We report on two infants with typical features of symptomatic congenital syphilis in one hospital in Northern Italy, where no cases had occurred in the preceding 5 years. The occurrence of congenital syphilis is a failure of preventive public health interventions because penicillin treatment of the mother virtually abolishes the risk of syphilis in the newborn.5
It is recognised that early detection of syphilis and treatment of infection in pregnant women and their sexual partners is cost‐beneficial and cost‐effective in controlling maternal and congenital syphilis.6
However, the effectiveness of the present control strategies have recently been questioned.7
Both the infants we describe were borne to untreated women. In the first case, the mother did not receive treatment despite reactive serology, and in the second case the mother was not screened at all. Both mothers had latent syphilis of unknown duration. Although the risk of vertical transmission of syphilis is as high as 70% when the mother has primary or secondary syphilis or is in the first 4 years of infection,1
a transmission rate of 10% is also estimated in late latent syphilis.5
- This report suggests that the incidence of congenital syphilis is rising in Italy as a consequence of the re‐emergence of acquired syphilis among women.
- Testing strategies for syphilis among clandestine immigrants in Western Europe need to be strengthened.
- Skills to diagnose and treat neonates and infants with symptomatic congenital syphilis are necessary in Western European countries.
- Surveillance of congenital syphilis in Europe should be established.

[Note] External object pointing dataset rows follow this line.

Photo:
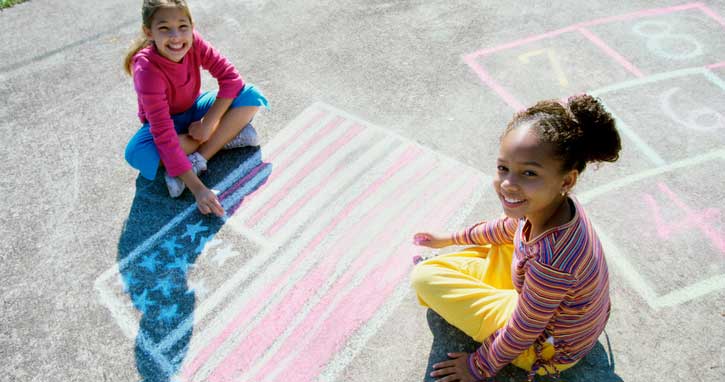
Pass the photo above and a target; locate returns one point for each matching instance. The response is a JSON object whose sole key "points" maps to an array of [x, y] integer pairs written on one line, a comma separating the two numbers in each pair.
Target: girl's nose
{"points": [[507, 184]]}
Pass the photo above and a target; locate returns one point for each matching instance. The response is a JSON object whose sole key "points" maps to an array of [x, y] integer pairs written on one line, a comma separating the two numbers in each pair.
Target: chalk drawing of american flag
{"points": [[329, 207]]}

Diagnosis of congenital syphilis may be difficult because clinical manifestations can involve several organs,8
their severity may vary significantly, and because of limited awareness of the disease among healthcare providers. Our first case was not recognised at birth, and diagnosis was later elicited by bony lesions, accompanied by liver and haematological manifestations. In the second case, the baby was severely ill at birth, with mucocutaneous manifestations, bony lesions, liver and haematological abnormalities, and involvement of the central nervous system.
This report cannot confirm, but does suggest, that the incidence of congenital syphilis is rising in Italy as a consequence of the re‐emergence of acquired syphilis among women. The number of cases of congenital syphilis in Europe is unclear because no specific surveillance system is in place.9
The two cases we describe occurred in women originating from Eastern Europe and the Balkans. A recent study has provided evidence that recent migration dynamics from Eastern Europe are associated with a resurgence of asymptomatic congenital syphilis in Italy.10
Our report further suggests that symptomatic congenital syphilis may also be on the rise. In Italy, antenatal care services are ensured by law regardless of the legal status of the mother; this provides healthcare practitioners with appropriate tools to tackle the health implications of migration from areas where syphilis prevalence is high. Indeed, both mothers described here had adequate access to antenatal care facilities. What is still needed is greater awareness of the importance of syphilis screening (ie, case 2) and adequate skills in interpreting syphilis serology and prescribing treatment (ie, case 1).
In summary, to meet the WHO European target for congenital syphilis,11
current control strategies for syphilis in pregnancy need to be urgently reviewed, and immigrant women should receive screening irrespective of their legal status. Active surveillance of the disease would also help to increase awareness about its relevance as a public health problem. Finally, although congenital syphilis is currently rare, clinicians should be able to diagnose and treat it adequately.